In un articolo apparso il 1° luglio sulla rivista "Geophysical research letters", tre scienziati norvegesi hanno suggerito che le emissioni di CO2, una delle cause principali del cosiddetto "effetto serra", potrebbero essere stoccate in mare, riducendone così l'impatto sull'am...
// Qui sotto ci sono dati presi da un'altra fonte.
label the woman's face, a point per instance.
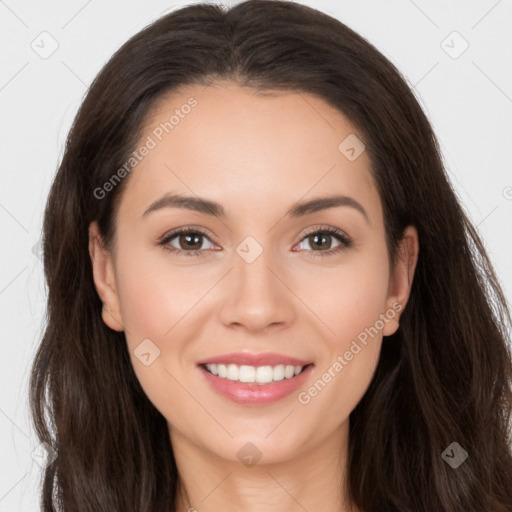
(254, 279)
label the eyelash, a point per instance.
(345, 240)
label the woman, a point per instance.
(265, 372)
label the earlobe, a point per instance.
(401, 279)
(104, 279)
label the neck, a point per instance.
(314, 479)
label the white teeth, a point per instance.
(252, 374)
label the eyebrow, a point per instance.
(215, 209)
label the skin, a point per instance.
(256, 155)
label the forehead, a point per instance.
(247, 150)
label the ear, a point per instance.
(401, 279)
(104, 279)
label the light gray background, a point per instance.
(468, 99)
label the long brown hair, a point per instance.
(445, 376)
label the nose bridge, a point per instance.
(256, 297)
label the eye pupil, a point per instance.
(318, 236)
(186, 238)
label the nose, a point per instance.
(256, 294)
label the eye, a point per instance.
(320, 241)
(189, 241)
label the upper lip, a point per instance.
(249, 359)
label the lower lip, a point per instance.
(258, 394)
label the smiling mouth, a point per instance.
(254, 374)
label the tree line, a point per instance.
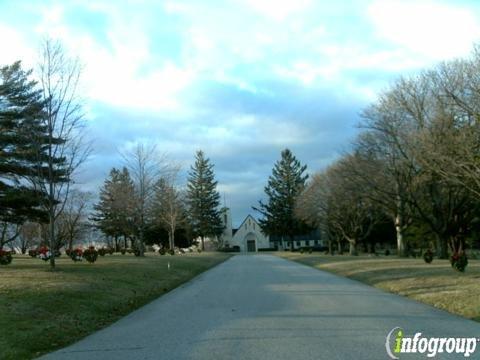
(43, 144)
(144, 202)
(414, 166)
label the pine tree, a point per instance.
(284, 186)
(21, 136)
(203, 199)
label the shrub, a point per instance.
(428, 256)
(91, 254)
(44, 253)
(459, 261)
(33, 252)
(5, 257)
(76, 255)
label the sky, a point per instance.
(241, 80)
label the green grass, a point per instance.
(436, 284)
(41, 310)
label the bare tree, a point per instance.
(63, 120)
(145, 166)
(339, 205)
(169, 205)
(73, 220)
(30, 235)
(9, 232)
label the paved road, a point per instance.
(263, 307)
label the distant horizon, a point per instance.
(296, 75)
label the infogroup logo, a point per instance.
(396, 343)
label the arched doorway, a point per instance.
(250, 242)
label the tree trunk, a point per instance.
(401, 246)
(442, 247)
(353, 247)
(339, 244)
(171, 240)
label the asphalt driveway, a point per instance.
(264, 307)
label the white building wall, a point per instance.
(249, 230)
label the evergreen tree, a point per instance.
(203, 199)
(21, 136)
(114, 213)
(284, 186)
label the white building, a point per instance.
(248, 237)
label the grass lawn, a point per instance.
(41, 310)
(436, 284)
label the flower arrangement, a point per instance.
(459, 261)
(5, 257)
(76, 254)
(428, 256)
(90, 254)
(44, 253)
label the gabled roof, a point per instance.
(244, 221)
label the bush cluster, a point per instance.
(5, 257)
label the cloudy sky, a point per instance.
(241, 80)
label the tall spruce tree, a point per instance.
(203, 199)
(21, 135)
(284, 186)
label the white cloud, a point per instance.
(430, 29)
(15, 47)
(278, 9)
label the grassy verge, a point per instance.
(41, 310)
(436, 284)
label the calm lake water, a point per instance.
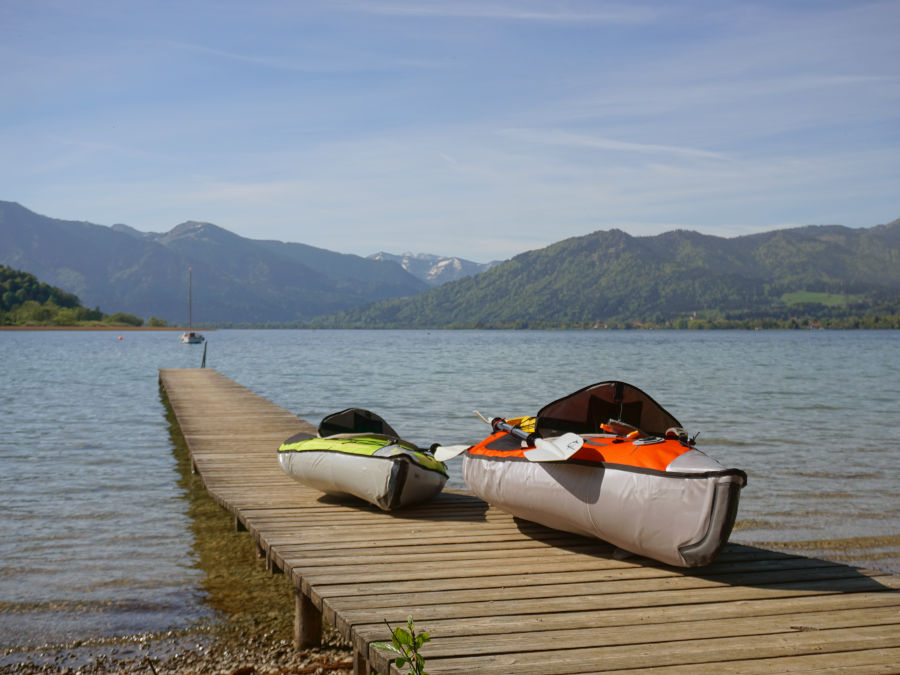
(95, 540)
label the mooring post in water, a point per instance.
(307, 622)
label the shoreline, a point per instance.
(103, 328)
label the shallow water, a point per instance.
(96, 534)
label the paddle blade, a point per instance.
(554, 449)
(442, 453)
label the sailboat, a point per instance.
(190, 337)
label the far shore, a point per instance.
(113, 328)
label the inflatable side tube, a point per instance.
(678, 519)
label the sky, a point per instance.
(472, 128)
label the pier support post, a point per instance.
(360, 663)
(307, 622)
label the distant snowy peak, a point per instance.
(434, 269)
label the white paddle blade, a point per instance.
(442, 453)
(555, 449)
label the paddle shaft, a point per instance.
(500, 424)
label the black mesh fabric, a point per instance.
(354, 421)
(585, 410)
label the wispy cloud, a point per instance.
(541, 11)
(584, 142)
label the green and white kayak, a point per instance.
(376, 467)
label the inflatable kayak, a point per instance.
(609, 462)
(357, 453)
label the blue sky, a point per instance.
(477, 128)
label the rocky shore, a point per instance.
(221, 650)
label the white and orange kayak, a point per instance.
(609, 462)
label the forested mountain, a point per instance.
(610, 276)
(25, 300)
(236, 280)
(433, 269)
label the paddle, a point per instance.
(556, 449)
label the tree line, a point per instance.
(26, 301)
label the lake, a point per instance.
(95, 536)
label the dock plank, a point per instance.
(501, 595)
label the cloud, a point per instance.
(566, 139)
(547, 11)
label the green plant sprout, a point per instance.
(406, 645)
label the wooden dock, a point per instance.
(500, 595)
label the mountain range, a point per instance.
(611, 276)
(604, 277)
(235, 280)
(434, 269)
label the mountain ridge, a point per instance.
(611, 276)
(236, 280)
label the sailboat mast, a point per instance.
(190, 301)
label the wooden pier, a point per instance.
(500, 595)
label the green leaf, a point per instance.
(403, 637)
(386, 647)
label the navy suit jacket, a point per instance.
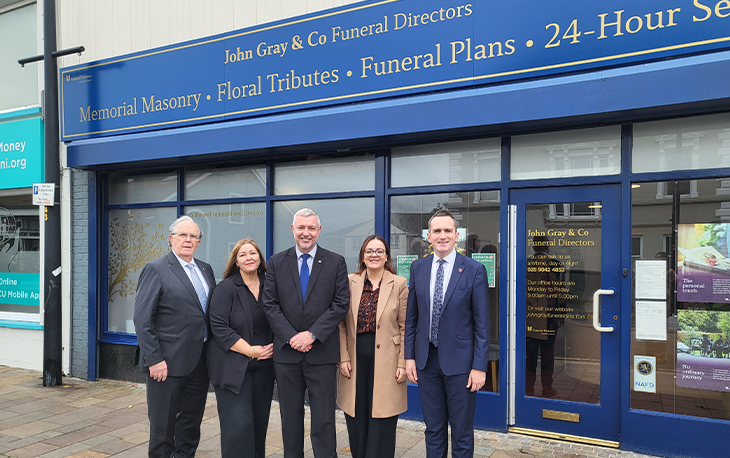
(326, 302)
(464, 324)
(168, 316)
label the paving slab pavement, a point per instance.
(108, 418)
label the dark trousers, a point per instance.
(320, 381)
(244, 417)
(445, 400)
(175, 408)
(369, 437)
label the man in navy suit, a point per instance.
(447, 339)
(170, 320)
(306, 295)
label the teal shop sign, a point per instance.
(21, 153)
(19, 289)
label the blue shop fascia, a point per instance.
(598, 137)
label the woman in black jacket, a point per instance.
(239, 354)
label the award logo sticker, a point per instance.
(645, 374)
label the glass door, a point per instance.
(566, 312)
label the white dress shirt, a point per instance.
(310, 260)
(448, 268)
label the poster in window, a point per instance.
(703, 267)
(703, 350)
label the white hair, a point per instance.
(304, 212)
(173, 227)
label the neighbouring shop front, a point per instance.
(21, 165)
(586, 161)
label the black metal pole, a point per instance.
(52, 345)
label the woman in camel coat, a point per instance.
(370, 388)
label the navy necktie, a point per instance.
(304, 276)
(438, 303)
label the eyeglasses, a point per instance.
(184, 236)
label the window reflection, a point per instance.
(224, 183)
(135, 238)
(682, 144)
(585, 152)
(345, 224)
(325, 175)
(685, 229)
(470, 161)
(138, 189)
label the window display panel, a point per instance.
(345, 224)
(225, 183)
(325, 175)
(19, 258)
(135, 238)
(576, 153)
(223, 226)
(470, 161)
(477, 226)
(681, 298)
(701, 142)
(139, 189)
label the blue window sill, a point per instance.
(20, 325)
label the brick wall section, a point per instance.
(80, 273)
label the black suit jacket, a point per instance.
(231, 318)
(320, 312)
(168, 316)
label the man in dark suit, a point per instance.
(306, 295)
(447, 339)
(170, 320)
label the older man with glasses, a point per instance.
(170, 320)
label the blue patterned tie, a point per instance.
(304, 275)
(438, 303)
(198, 285)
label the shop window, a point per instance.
(135, 237)
(225, 183)
(701, 142)
(20, 85)
(575, 211)
(680, 313)
(666, 189)
(140, 189)
(586, 152)
(471, 161)
(19, 259)
(478, 230)
(345, 223)
(223, 226)
(322, 175)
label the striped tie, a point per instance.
(198, 285)
(438, 303)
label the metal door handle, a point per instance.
(597, 310)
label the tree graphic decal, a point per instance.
(131, 246)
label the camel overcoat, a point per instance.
(389, 397)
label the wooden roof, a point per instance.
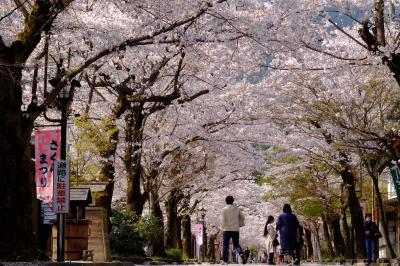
(80, 195)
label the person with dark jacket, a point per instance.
(270, 235)
(371, 238)
(231, 220)
(288, 226)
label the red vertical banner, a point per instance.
(61, 186)
(47, 150)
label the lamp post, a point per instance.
(203, 215)
(64, 98)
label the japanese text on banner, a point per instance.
(61, 186)
(47, 150)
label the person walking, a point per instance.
(270, 234)
(231, 220)
(371, 238)
(287, 226)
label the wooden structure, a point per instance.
(98, 240)
(77, 227)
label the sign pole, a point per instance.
(61, 216)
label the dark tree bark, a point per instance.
(211, 247)
(379, 22)
(310, 249)
(158, 243)
(357, 219)
(337, 237)
(327, 237)
(171, 206)
(134, 136)
(186, 235)
(17, 190)
(383, 216)
(179, 231)
(346, 230)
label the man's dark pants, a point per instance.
(235, 240)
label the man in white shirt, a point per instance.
(232, 219)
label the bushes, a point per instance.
(130, 233)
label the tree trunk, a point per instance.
(134, 136)
(158, 243)
(343, 207)
(108, 169)
(171, 206)
(186, 235)
(337, 237)
(380, 22)
(383, 217)
(357, 219)
(179, 231)
(327, 237)
(17, 189)
(211, 247)
(310, 250)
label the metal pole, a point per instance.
(203, 250)
(61, 216)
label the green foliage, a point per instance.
(130, 233)
(174, 254)
(311, 207)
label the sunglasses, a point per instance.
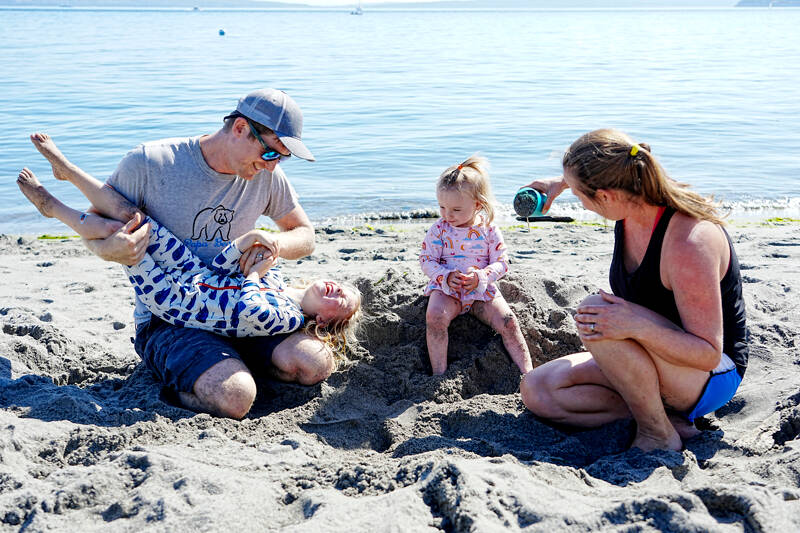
(269, 154)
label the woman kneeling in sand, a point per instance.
(672, 337)
(179, 288)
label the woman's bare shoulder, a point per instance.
(690, 242)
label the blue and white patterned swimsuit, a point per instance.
(177, 287)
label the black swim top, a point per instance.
(643, 286)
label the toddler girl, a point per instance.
(463, 254)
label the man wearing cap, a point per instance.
(209, 190)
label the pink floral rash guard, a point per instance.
(479, 248)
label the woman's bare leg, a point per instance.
(104, 199)
(87, 225)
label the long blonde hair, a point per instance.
(471, 176)
(610, 159)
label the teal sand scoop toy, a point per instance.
(529, 202)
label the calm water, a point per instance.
(392, 98)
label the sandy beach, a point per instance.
(90, 442)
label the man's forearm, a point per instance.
(296, 243)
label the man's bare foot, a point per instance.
(47, 147)
(685, 429)
(648, 443)
(36, 193)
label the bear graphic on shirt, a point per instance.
(218, 220)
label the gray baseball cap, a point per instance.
(276, 110)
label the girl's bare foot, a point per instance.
(47, 147)
(36, 193)
(685, 429)
(648, 443)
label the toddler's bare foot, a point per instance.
(36, 193)
(47, 147)
(685, 429)
(648, 443)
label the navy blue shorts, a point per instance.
(719, 389)
(178, 356)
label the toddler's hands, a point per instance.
(460, 281)
(469, 281)
(453, 281)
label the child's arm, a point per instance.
(498, 260)
(431, 253)
(264, 305)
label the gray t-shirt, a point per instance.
(171, 182)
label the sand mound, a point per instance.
(89, 442)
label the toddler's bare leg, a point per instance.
(88, 226)
(497, 314)
(442, 309)
(105, 200)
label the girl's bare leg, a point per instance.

In un articolo apparso il 1° luglio sulla rivista "Geophysical research letters", tre scienziati norvegesi hanno suggerito che le emissioni di CO2, una delle cause principali del cosiddetto "effetto serra", potrebbero essere stoccate in mare, riducendone così l'impatto sull'ambiente. Tale teoria è stata elaborata dal Centro Nansen per l'ambiente e il telerilevamento situato a Bergen (Norvegia) e affiliato all'università cittadina. L'idea consiste nel pompare l'anidride carbonica direttamente dai giacimenti di gas e petrolio situati in mare aperto verso tratti di oceano sufficientemente profondi. "L'anidride carbonica non è il più aggressivo dei gas-serra, ma il più diffuso", afferma il dott. Guttorm Alendal. "Immagazzinarla è la soluzione più opportuna e il deposito migliore è l'oceano". Pur ammettendo che ciò servirebbe solo a ridurre gli effetti dell'anidride carbonica e non ad eliminarli, il dott. Alendal spiega che, a differenza del rilascio diretto nell'atmosfera, la soluzione proposta consente di evitare che gli effetti del CO2 raggiungano picchi elevati in termini di surriscaldamento del globo. Lo stoccaggio dell'anidride carbonica alle profondità oceaniche avverrebbe tramite un condotto terrestre, una nave o un condotto marino. Il Mar di Norvegia sembra particolarmente adatto a questo tipo di operazione, poiché è caratterizzato da un bacino molto profondo e possiede giacimenti gassiferi e petroliferi. Inoltre, poiché la Norvegia è il secondo maggior esportatore e il sesto produttore di petrolio al mondo, quest'iniziativa potrebbe consentire di risolvere il problema "alla fonte". La sperimentazione pratica della teoria avverrà verso la fine dell'anno alle Hawaii. Il dott. Alendal è consapevole degli effetti negativi del progetto, fra cui la possibilità che l'anidride carbonica influisca sul pH della zona adibita a deposito, ed è proprio su questo ed altri aspetti che egli si soffermerà insieme agli altri due precursori della teoria. Il progetto ha assunto attualmente un taglio internazionale, grazie al contributo di Giappone, Stati Uniti e Canada, nonché all'assistenza dell'Australia e della società ABB, la quale ha stanziato 4 milioni di dollari a favore dell'iniziativa. Lo studio iniziale è stato finanziato nell'ambito del programma "Ambiente e clima" della Commissione europea, dal Consiglio norvegese delle ricerche, dal Consiglio nordico dei ministri e dalla Saga petroleum.